Elevated blood sugar levels put people with diabetes at higher risk for gradual nerve damage, or neuropathy. As Armstrong puts it, they can “lose the gift of pain.” Without careful nightly checks, someone with neuropathy can have a wound or ulcer on the bottom of the foot and not realize it until the wound becomes severely infected.

Amputation of the foot or lower limb is often the result, but Armstrong believes that a combination of next-generation wound healing techniques and state-of-the-art vascular therapy is almost always a better solution for the patient. Podiatric surgeons and vascular surgeons tend to make an ideal team for limb salvage — a model colloquially known as “toe and flow” — because people with diabetes are prone to peripheral artery disease (PAD) as well as foot ulcers. Working together, they can often preserve the patient’s limb and thus his or her ease of mobility.
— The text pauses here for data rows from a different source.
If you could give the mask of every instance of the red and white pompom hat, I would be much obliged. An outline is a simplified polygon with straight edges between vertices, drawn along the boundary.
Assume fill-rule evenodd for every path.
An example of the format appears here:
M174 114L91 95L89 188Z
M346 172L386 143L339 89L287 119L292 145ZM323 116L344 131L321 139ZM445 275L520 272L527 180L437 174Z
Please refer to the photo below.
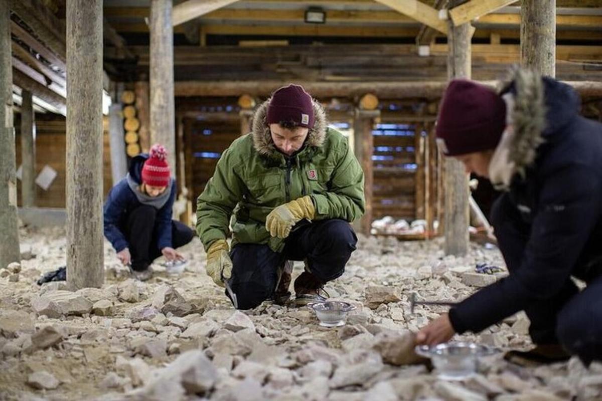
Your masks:
M142 182L152 186L167 186L169 180L167 151L163 145L155 144L142 167Z

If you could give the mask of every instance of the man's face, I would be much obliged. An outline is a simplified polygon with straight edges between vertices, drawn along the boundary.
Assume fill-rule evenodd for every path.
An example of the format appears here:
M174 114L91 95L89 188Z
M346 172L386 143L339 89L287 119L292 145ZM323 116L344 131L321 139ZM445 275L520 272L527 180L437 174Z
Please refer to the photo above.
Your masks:
M477 176L489 178L489 165L493 156L493 150L476 152L454 156L454 158L464 165L467 173L474 173Z
M278 150L291 156L303 147L309 129L305 127L288 129L282 128L279 124L270 124L270 132L272 133L272 140Z

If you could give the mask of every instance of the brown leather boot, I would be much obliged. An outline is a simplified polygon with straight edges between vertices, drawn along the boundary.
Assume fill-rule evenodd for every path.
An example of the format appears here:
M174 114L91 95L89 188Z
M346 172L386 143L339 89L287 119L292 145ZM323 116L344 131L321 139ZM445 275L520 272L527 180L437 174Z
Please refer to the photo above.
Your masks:
M288 290L288 288L291 286L293 262L290 260L285 262L279 273L280 278L274 292L274 303L276 305L285 305L291 298L291 292Z
M311 302L326 301L326 298L320 295L328 293L324 290L324 283L309 272L305 271L295 280L295 304L305 306Z

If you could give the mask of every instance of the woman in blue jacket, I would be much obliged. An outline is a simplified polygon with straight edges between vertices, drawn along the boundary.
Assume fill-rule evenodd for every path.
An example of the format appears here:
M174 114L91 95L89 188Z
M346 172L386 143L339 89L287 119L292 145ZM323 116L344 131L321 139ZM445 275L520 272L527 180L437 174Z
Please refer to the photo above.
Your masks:
M149 265L161 254L168 260L183 259L175 248L188 243L194 236L190 228L172 219L176 192L167 152L158 144L149 153L135 156L127 176L109 192L104 207L105 236L138 280L152 277Z

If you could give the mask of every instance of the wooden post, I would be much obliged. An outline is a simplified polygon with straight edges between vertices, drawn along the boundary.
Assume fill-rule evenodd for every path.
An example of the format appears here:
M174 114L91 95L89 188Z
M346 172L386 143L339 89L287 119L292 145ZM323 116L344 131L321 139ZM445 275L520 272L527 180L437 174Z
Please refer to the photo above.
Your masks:
M120 103L109 107L109 144L111 147L111 174L113 185L128 173L128 159L125 153L123 115Z
M20 260L13 126L10 0L0 0L0 268Z
M450 7L461 1L452 1ZM447 76L470 79L471 76L471 26L464 23L455 26L448 23L447 43ZM468 206L468 176L464 165L453 158L445 161L445 253L446 255L462 256L468 251L468 226L470 212Z
M176 176L176 129L173 100L173 28L172 0L150 1L150 142L167 150Z
M366 211L356 224L364 235L370 234L372 225L372 194L374 186L372 155L374 153L374 136L372 130L376 120L380 116L379 110L356 109L353 121L353 152L364 170L364 195L366 200Z
M240 135L244 135L251 132L251 118L253 117L253 111L248 109L241 110L238 113L240 116Z
M148 152L150 149L150 116L149 109L149 83L146 81L139 81L134 84L134 91L136 94L135 106L138 114L138 121L140 127L138 129L138 142L142 152Z
M521 65L556 76L556 1L521 0Z
M67 3L67 283L101 287L102 1Z
M23 207L36 206L35 112L31 92L21 92L21 203Z

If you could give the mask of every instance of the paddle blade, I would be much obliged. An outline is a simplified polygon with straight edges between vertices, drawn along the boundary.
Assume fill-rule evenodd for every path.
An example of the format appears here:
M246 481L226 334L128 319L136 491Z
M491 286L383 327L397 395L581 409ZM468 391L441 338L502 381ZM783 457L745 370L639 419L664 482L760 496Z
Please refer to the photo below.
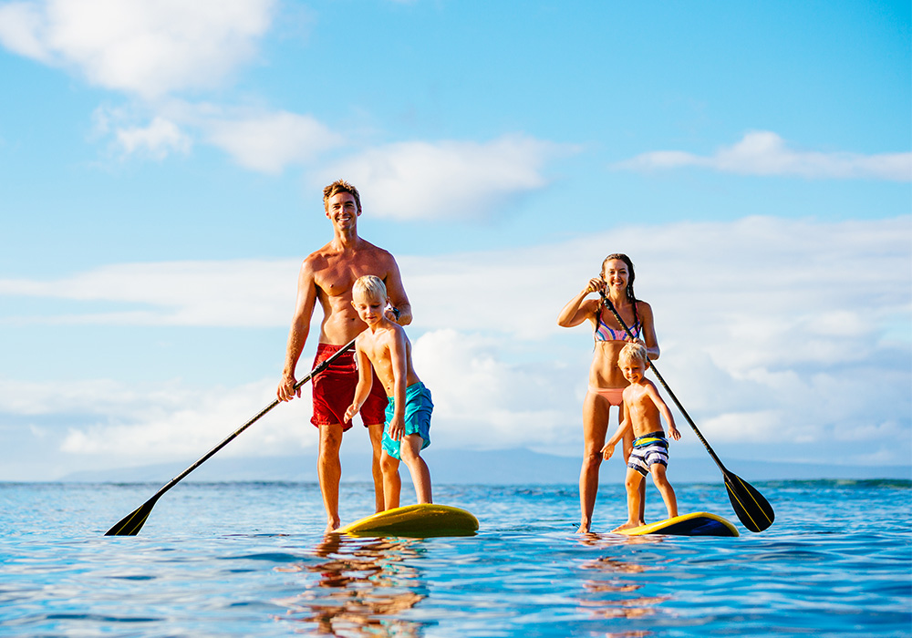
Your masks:
M744 527L751 531L762 531L772 525L776 513L762 494L731 472L725 472L722 476L729 492L729 500Z
M130 514L127 514L117 525L105 532L105 536L136 536L139 534L140 530L146 523L146 519L149 518L149 514L152 511L156 500L158 499L150 499Z

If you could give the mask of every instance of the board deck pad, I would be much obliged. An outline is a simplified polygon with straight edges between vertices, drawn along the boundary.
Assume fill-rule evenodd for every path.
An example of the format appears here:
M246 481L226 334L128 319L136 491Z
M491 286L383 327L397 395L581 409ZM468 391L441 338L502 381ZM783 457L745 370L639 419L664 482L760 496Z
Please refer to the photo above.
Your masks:
M671 534L673 536L738 536L735 526L720 516L705 511L683 514L673 519L640 525L629 530L619 530L625 536L645 534Z
M349 523L337 531L350 536L472 536L478 519L465 509L419 503L387 509Z

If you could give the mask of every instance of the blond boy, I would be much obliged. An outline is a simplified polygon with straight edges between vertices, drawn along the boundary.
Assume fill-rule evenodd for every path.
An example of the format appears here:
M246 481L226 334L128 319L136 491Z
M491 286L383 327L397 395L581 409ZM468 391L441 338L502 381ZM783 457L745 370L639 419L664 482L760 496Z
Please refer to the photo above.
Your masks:
M637 342L625 345L617 356L617 364L624 374L624 378L629 386L624 388L624 422L617 431L602 448L602 457L611 458L615 445L624 437L628 428L633 428L633 451L627 460L627 478L625 487L627 493L627 521L614 530L627 530L639 527L645 522L640 515L639 487L647 474L652 474L652 479L658 488L668 510L668 518L678 516L678 500L675 490L665 476L668 464L668 441L662 429L662 419L668 423L668 435L674 440L680 440L681 434L675 427L675 419L671 410L658 394L655 384L646 378L646 371L649 367L647 350L642 344Z
M346 411L350 419L370 394L371 366L386 389L386 423L383 427L383 500L386 509L398 508L401 481L399 460L405 461L415 485L419 503L430 503L430 471L421 450L430 445L430 392L415 374L411 343L402 326L387 316L389 298L383 280L374 275L358 278L352 287L352 305L368 328L355 341L358 381L355 399Z

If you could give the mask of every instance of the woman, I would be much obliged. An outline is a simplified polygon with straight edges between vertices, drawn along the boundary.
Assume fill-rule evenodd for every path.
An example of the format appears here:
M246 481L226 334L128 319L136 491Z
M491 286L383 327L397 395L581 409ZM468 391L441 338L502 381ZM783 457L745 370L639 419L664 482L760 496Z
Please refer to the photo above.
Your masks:
M617 423L624 420L622 394L627 381L617 366L617 355L627 341L636 340L646 345L650 359L658 358L658 340L656 338L652 308L634 296L634 279L633 262L629 257L620 253L608 255L602 262L601 277L590 279L586 288L564 306L557 317L557 324L565 328L572 328L588 320L596 340L589 368L588 392L583 401L585 448L579 473L581 518L579 530L576 530L578 533L587 533L592 525L592 511L598 490L598 467L602 463L601 449L605 445L608 413L612 406L617 406ZM593 293L598 293L599 298L586 299ZM609 304L617 311L636 339L631 339L617 323ZM633 448L632 433L627 434L624 437L625 463ZM640 489L642 518L645 482L641 483Z

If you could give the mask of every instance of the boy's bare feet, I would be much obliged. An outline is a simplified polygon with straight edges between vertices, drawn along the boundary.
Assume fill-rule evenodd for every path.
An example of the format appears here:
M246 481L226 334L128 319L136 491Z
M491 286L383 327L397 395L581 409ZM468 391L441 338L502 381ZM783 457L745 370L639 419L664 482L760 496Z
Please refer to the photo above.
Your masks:
M646 523L644 523L642 520L640 520L640 521L636 521L636 520L630 521L630 520L628 520L626 523L624 523L623 525L616 527L611 531L621 531L622 530L633 530L635 527L641 527L643 525L646 525Z

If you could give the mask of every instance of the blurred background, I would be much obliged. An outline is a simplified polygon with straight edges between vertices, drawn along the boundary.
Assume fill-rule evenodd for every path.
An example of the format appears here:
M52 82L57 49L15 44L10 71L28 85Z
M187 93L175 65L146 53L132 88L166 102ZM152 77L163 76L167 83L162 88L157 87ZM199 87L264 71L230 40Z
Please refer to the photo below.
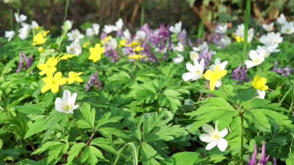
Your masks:
M245 3L245 0L70 0L67 19L74 21L74 28L79 28L85 23L114 24L122 18L131 31L143 23L155 28L181 21L191 34L196 33L204 15L208 32L218 22L230 23L229 25L242 23ZM0 35L13 27L14 13L18 10L28 16L27 23L35 20L53 35L59 35L66 4L66 0L0 0ZM268 23L282 13L293 17L294 0L252 0L251 9L251 24Z

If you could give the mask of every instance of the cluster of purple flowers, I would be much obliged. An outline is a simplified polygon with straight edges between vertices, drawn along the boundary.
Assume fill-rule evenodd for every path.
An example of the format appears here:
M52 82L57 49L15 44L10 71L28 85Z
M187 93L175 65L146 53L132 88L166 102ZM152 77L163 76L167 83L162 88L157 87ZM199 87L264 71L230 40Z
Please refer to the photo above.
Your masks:
M17 67L17 69L16 70L16 72L19 72L21 71L21 69L23 68L24 66L24 60L23 60L23 57L24 57L24 61L26 64L26 69L29 69L32 66L32 64L33 63L33 56L31 56L29 58L27 58L25 54L23 51L20 51L20 62L19 62L18 67ZM32 73L33 72L32 71L30 71L30 73Z
M281 74L283 76L286 76L290 74L291 72L293 69L290 67L286 68L278 68L278 61L276 61L274 63L274 67L272 71L275 72L277 73Z
M91 84L94 85L95 88L98 89L99 90L102 90L102 84L101 81L100 81L99 77L98 77L98 71L95 72L94 75L92 74L91 74L90 79L89 79L89 81L84 87L87 91L90 91Z
M248 157L247 158L247 165L256 165L257 158L257 148L256 148L256 144L254 144L254 150L252 154L252 157L251 160ZM261 157L258 161L258 165L266 165L267 163L270 160L270 155L266 157L266 144L264 141L263 141L262 146L261 147ZM273 158L273 165L277 165L276 160Z
M246 75L247 69L244 65L241 69L241 65L239 64L238 68L233 70L232 73L232 78L235 80L239 80L240 82L244 83L245 81L249 81L249 78Z

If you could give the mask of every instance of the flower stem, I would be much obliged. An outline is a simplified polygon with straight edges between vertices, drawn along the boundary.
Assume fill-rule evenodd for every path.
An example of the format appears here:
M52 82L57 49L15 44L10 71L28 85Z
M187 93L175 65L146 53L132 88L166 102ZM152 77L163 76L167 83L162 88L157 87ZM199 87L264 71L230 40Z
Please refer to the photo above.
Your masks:
M240 113L240 117L241 118L241 164L240 165L243 165L243 143L244 142L244 123L243 121L243 113L244 111L241 110Z
M77 126L77 123L76 123L76 121L74 119L74 116L73 115L73 114L70 114L72 117L72 118L73 118L73 120L74 120L74 123L75 123L75 125L76 125L76 128L77 128L77 130L78 130L78 133L80 134L80 136L81 137L81 139L82 139L82 141L84 141L84 138L83 138L83 133L81 131L80 129L78 128L78 126Z

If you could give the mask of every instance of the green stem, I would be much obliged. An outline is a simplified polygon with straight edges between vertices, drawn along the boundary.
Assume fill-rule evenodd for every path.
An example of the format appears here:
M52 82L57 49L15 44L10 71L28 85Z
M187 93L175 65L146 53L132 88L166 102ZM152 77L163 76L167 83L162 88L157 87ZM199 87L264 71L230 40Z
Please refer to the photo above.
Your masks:
M64 23L65 23L65 21L66 21L66 17L67 16L67 11L68 11L68 8L69 7L69 1L70 1L70 0L66 0L66 4L65 5L65 11L64 12L64 18L63 19L63 24L64 24Z
M247 54L247 38L248 38L248 28L249 24L249 16L250 15L250 0L246 0L246 13L245 15L245 23L244 24L244 41L243 42L244 46L244 54L243 54L243 63L245 62L245 57Z
M243 165L243 143L244 142L244 123L243 121L243 113L244 111L240 111L240 117L241 118L241 165Z
M73 118L73 120L74 122L74 123L75 123L75 125L76 125L76 128L77 128L77 130L78 130L78 133L80 134L80 136L81 137L81 139L82 139L82 141L84 141L84 138L83 138L83 133L81 131L80 129L78 128L78 126L77 126L77 123L76 123L76 121L74 119L74 116L73 115L73 114L71 114L71 116L72 117L72 118Z

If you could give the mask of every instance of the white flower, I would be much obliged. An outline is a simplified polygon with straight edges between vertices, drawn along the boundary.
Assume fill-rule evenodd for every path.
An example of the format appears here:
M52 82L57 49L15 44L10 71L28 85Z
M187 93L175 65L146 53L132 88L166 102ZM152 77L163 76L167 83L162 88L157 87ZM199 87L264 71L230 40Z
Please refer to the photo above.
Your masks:
M146 32L143 31L139 30L136 33L136 40L144 39L146 37Z
M114 27L113 25L111 24L105 24L102 30L106 34L109 34L113 31Z
M122 21L122 19L121 18L119 19L119 21L117 21L115 23L115 26L114 28L114 31L118 31L122 30L122 26L123 26L123 22Z
M73 43L69 46L66 46L66 52L78 55L82 53L82 47L79 43Z
M250 50L249 52L249 56L251 60L245 60L245 65L246 68L250 68L257 66L265 60L265 57L259 55L255 50Z
M128 29L123 31L123 36L122 38L126 40L129 40L131 38L131 33Z
M23 40L25 40L28 37L30 31L30 25L25 24L24 27L19 29L19 37Z
M266 91L260 91L260 90L257 90L256 93L257 94L257 96L255 97L255 98L265 99L265 96L266 96Z
M279 32L275 33L271 32L261 36L259 38L259 42L268 47L276 44L281 43L283 42L283 37L281 36L281 34Z
M270 54L270 53L268 49L268 48L266 46L257 46L257 49L256 52L259 55L261 55L265 57L268 57Z
M185 73L182 75L182 78L184 81L189 80L194 81L199 79L203 73L204 70L204 60L202 59L200 64L198 62L197 58L194 58L194 65L188 63L186 64L186 68L189 71L188 72Z
M26 20L27 17L23 14L21 14L20 16L17 13L14 13L14 17L15 17L15 21L17 23L22 23Z
M177 46L173 47L173 50L179 52L182 52L184 51L184 46L182 43L178 43Z
M65 24L67 25L68 26L68 30L70 30L73 27L73 22L70 20L66 20L65 22ZM63 25L61 26L61 28L63 29L64 26Z
M215 124L215 130L213 128L207 124L205 124L202 126L203 130L207 132L208 134L202 134L200 135L199 138L200 140L209 143L206 145L205 149L207 150L211 150L216 146L218 146L218 148L220 151L224 151L228 146L228 142L223 138L228 134L228 129L225 128L220 131L219 131L218 129L218 123L219 121L217 121Z
M206 41L204 41L202 44L199 45L198 47L193 47L192 48L193 48L193 50L194 50L195 51L202 51L203 50L206 49L206 47L208 47L207 43Z
M286 20L286 17L285 17L285 16L283 13L280 15L280 17L279 17L277 20L278 23L280 24L284 24L286 21L287 20Z
M94 35L98 35L100 25L98 24L93 24L92 27L89 27L86 30L86 36L92 36Z
M8 42L9 42L9 41L10 41L10 40L11 40L12 38L13 38L13 37L14 37L15 35L15 32L13 30L5 31L5 35L4 36L4 37L5 38L8 38Z
M182 23L180 21L178 23L175 24L174 26L172 26L170 27L170 31L173 33L179 33L182 29Z
M111 38L109 39L108 42L106 43L106 45L112 50L115 50L118 47L118 42L115 39Z
M209 70L213 71L217 65L219 65L219 67L220 67L219 71L223 70L225 69L225 66L226 66L227 64L227 61L226 60L221 63L220 59L220 58L218 58L216 59L216 60L215 61L215 64L213 64L209 67Z
M283 34L290 34L294 33L294 23L293 22L286 22L281 29Z
M228 23L226 23L223 26L218 25L218 29L216 29L216 32L220 34L224 34L228 30Z
M76 29L72 30L71 32L67 33L67 35L69 37L69 41L73 41L76 43L79 42L79 39L84 38L84 35Z
M194 57L196 57L196 59L199 60L199 54L196 51L192 51L190 52L190 57L191 60L193 61Z
M39 24L35 21L32 21L32 24L31 24L31 28L33 29L37 29L39 27Z
M184 56L183 56L181 54L177 54L176 56L177 57L173 58L172 59L172 62L173 62L174 63L179 64L184 61Z
M55 99L55 108L57 111L66 114L73 114L74 110L78 107L78 105L74 105L77 94L74 93L71 95L71 92L68 90L64 90L62 98L57 97Z
M273 23L270 24L263 24L262 27L268 32L270 32L273 30Z
M244 24L239 24L237 26L237 29L235 30L235 34L236 36L238 36L241 38L244 37Z

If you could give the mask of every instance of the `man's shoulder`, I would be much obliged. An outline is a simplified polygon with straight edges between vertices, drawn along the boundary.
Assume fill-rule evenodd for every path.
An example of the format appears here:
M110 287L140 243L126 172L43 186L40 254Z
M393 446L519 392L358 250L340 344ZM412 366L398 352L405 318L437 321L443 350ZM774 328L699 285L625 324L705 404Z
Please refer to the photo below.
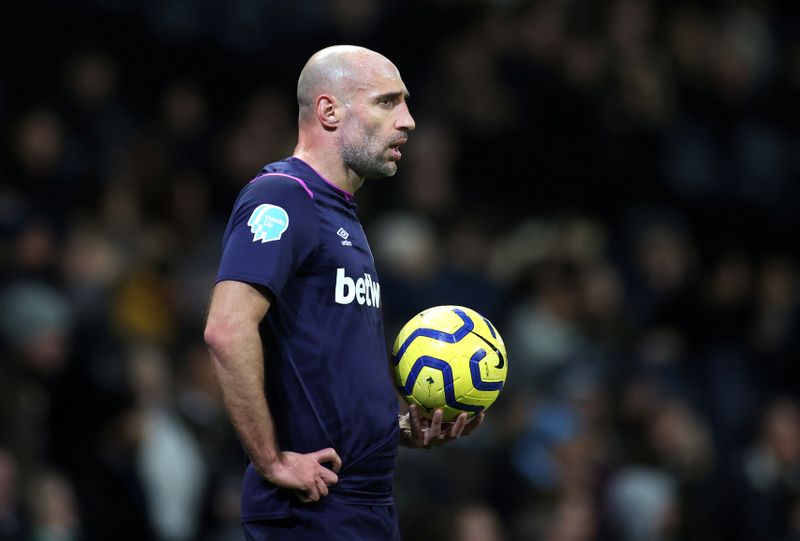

Armstrong is off to a running start and is already working closely with fellow vascular division surgeons Christian J. Ochoa, MD, assistant professor of clinical surgery, and Vincent L. Rowe, MD, professor of clinical surgery at the Keck School and director, pediatric vascular surgery at Children’s Hospital Los Angeles.

“We have a world-class vascular surgery team here,” Armstrong said. “They provide the irrigation; I provide the landscaping.”

Armstrong is the founder and co-director of the Southwestern Academic Limb Salvage Alliance (SALSA), an organization that already operates at colleges and universities in more than a dozen countries. Part of his mission is to expand the organization further, with Keck Medicine now the primary hub. Over the next generation, the team hopes to reduce and eventually eliminate preventable diabetes-related amputations.